Yesterday we read at Mass that it was easier for a camel to pass through the eye of a needle than for a rich man to enter into the kingdom of God. That is pretty heavy stuff. But the heavier stuff is trying to figure out who the rich man is. It might be surprising.
A good number of years ago I was heading to Zimbabwe with Catholic Relief Services to see the work they were doing there with the “poor.” I was taken to task concerning this endeavor by a person who said, “What on earth are you going to Zimbabwe to help the poor there for when we have people right here in the U. S. who do not have food in their refrigerator?” Not downplaying the true plight that many in our nation face but the poverty of that nation (largely man made) was far worse. Their concern was not an empty refrigerator. They do not have refrigerators or a place to keep one. Even if they did there would not even be a plug in which they might have power for one. There was not a power grid or a power plant anywhere near them. There was no infrastructure, nor rich neighborhood close by where they might even beg a little, and absolutely no voice in their government, no news agency to spread the word – just them in the middle of a desolate area. Now that is poverty. They look on our poor with jealousy.

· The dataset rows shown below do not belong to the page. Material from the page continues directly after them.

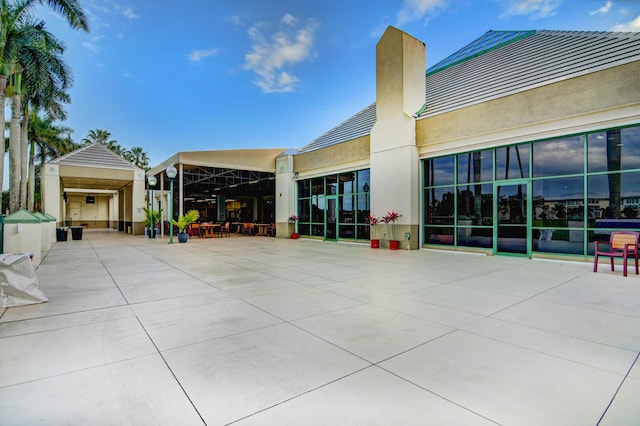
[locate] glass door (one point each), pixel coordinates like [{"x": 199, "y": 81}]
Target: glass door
[
  {"x": 512, "y": 211},
  {"x": 331, "y": 220}
]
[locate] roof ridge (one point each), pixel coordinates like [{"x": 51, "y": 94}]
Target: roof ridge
[{"x": 95, "y": 145}]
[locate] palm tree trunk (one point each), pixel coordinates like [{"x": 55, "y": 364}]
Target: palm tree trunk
[
  {"x": 24, "y": 151},
  {"x": 32, "y": 179},
  {"x": 3, "y": 88},
  {"x": 14, "y": 154}
]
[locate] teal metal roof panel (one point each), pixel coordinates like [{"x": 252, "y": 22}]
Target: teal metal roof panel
[
  {"x": 489, "y": 41},
  {"x": 22, "y": 216},
  {"x": 354, "y": 127},
  {"x": 540, "y": 59}
]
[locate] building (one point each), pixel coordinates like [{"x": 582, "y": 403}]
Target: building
[{"x": 520, "y": 143}]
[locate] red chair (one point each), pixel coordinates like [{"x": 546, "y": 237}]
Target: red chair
[
  {"x": 621, "y": 244},
  {"x": 194, "y": 230},
  {"x": 226, "y": 229}
]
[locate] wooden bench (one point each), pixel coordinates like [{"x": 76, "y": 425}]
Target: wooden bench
[{"x": 621, "y": 244}]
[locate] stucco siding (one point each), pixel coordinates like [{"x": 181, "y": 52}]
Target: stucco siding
[
  {"x": 355, "y": 150},
  {"x": 548, "y": 107}
]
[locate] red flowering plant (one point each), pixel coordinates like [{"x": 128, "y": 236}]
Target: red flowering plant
[
  {"x": 390, "y": 219},
  {"x": 373, "y": 221}
]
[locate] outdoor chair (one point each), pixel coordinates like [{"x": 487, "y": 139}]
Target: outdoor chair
[
  {"x": 247, "y": 228},
  {"x": 226, "y": 229},
  {"x": 271, "y": 229},
  {"x": 621, "y": 244},
  {"x": 194, "y": 230}
]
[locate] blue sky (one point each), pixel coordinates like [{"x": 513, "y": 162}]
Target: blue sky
[{"x": 192, "y": 75}]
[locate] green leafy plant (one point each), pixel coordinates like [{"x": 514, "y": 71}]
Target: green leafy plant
[
  {"x": 152, "y": 217},
  {"x": 390, "y": 219},
  {"x": 185, "y": 220},
  {"x": 373, "y": 221}
]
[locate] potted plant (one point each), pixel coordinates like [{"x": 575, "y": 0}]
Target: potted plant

I would not want to be even what we consider poor but for them it would be a giant step up. There is hope that poor in our nation could find clean water, some possible assistance with food and medical help, there is some chance that someone would find some resources for them if they really needed it, that some second hand clothes could be obtained with which to clothe themselves.
So who are the poor and who are the rich? How many people living in the richest nation not only in the world but in all of history could be considered truly poor? How very blest we are! We are so fortunate! Never have so many people lived so well as we. But with such a blessing comes responsibility. We have to face the quandary of the camel and the needle.
What is wrong with being one of the “haves”? Nothing in and of itself. But there are quagmires of which we need to be particularly careful. It is not until you have that you then have something to protect. It is not until you have that you have something to choose whether to be generous with it or not. It is not until you have that pride can take root. When one is a “have” one then also obtains some amount of power and power can be good or corrupt.
Then who can be saved? For us it is impossible but everything is possible for God. That is why we are believers. We encounter Christ daily and especially on Sunday and He shows us constantly how to overcome these pitfalls. And when we fail (and we do and will) He provides us with forgiveness and healing through the sacraments.
Poverty itself is not holiness but a pathway to holiness. Riches themselves are not slides to hell. If we rely on Christ they too can be a pathway to heaven albeit a more difficult one.